Year 11 complained, by the way, at the start of the year that “choir had got too big” because of the influx of year 10s, as well as the growing number of lower school pupils who come along (I don’t think I mentioned that everyone who comes on the Music Tour now has to sing in the choir) It’s actually now called “Big Choir”. I was really surprised, but suggested half-heartedly that we start another smaller group for them. Chamber Choir was born and now comprises 6 girls and 6 boys, mostly in years 10 and 11, who are able to access harder songs with a greater focus on reading music.

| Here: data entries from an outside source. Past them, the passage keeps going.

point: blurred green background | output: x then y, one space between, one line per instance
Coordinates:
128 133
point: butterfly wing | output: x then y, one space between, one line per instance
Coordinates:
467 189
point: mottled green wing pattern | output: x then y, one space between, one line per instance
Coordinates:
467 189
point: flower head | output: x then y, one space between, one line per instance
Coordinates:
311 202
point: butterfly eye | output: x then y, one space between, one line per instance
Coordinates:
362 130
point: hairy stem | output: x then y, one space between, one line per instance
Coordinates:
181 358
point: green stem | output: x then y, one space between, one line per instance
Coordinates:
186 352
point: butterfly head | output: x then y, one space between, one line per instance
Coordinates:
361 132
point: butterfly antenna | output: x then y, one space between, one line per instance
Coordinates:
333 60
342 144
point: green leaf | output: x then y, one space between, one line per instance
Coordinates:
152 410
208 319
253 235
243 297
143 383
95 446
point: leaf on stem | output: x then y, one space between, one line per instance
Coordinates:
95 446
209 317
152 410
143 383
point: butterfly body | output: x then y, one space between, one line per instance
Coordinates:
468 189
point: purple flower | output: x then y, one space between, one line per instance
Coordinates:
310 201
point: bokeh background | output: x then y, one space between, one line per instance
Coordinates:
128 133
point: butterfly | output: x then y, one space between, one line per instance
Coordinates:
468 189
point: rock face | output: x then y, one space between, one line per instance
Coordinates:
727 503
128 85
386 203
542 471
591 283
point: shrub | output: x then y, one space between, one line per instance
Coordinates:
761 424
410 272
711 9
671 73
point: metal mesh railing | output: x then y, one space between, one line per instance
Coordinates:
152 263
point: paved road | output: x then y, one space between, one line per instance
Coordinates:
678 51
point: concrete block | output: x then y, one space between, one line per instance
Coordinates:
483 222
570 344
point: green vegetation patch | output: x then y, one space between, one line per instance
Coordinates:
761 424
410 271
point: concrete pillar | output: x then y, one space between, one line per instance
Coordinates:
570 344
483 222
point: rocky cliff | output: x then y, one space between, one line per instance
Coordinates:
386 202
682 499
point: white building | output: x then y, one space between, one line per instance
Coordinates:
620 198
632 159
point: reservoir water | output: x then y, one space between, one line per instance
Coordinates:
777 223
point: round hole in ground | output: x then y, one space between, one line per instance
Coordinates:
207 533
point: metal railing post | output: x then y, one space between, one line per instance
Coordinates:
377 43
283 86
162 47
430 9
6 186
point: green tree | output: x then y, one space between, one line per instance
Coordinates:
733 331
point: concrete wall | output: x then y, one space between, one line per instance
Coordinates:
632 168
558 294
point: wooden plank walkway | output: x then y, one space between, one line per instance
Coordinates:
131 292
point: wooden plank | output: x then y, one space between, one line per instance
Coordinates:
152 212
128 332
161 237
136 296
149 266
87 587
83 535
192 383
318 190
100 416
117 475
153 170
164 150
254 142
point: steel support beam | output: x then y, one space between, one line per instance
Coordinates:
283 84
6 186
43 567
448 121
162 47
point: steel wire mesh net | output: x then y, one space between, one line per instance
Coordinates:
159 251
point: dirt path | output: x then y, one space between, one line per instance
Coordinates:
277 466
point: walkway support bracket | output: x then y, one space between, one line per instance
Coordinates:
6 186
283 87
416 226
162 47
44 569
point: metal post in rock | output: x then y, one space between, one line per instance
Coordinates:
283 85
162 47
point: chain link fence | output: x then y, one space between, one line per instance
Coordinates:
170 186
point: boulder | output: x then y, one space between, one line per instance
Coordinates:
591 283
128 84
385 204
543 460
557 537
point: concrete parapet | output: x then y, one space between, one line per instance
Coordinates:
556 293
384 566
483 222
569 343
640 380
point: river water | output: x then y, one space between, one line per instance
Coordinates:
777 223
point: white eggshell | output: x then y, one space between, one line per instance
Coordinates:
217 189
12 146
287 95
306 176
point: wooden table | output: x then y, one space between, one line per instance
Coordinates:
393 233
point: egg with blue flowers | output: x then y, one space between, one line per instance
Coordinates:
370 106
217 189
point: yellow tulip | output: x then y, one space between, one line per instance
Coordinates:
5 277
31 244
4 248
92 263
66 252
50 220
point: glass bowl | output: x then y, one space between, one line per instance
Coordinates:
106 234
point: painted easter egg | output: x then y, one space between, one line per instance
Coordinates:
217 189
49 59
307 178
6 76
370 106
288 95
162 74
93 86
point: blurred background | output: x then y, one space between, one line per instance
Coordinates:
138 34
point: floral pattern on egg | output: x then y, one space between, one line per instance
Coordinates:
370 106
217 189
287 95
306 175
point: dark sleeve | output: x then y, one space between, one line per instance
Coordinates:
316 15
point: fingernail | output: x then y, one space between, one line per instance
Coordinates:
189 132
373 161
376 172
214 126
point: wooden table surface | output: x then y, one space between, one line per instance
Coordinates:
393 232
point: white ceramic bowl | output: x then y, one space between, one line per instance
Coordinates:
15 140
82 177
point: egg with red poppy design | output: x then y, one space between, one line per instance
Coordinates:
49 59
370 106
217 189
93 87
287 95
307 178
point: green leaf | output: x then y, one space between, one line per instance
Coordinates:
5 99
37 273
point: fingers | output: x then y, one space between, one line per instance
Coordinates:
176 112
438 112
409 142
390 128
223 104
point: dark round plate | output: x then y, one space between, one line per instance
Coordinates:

Although we left singing with year 7 for a while in the term that followed “Everyone Sings”, to focus necessarily on other skills (including whole-class keyboard lessons) I wanted if possible to rekindle some of the enthusiasm the concert had generated, before the summer and the start of year 8. So this term we have embarked on an Africa project, which will culminate in an afternoon concert given by each half of the year group, to an invited audience of years 4 and 5 from the Junior school down the road. Each class will perform a piece of West African drumming and sing an African song, and then join in a massed performance of “Shosholoza” in (hopefully) three parts. I have drafted in my year 10 class to boost the part singing and demonstrate that boys and girls higher up the school are also singing (and because I tried out teaching the African songs to them ahead of starting the project, to see what would work, and they were intrigued!). So far, year 7 have accepted it without complaint – watch this space!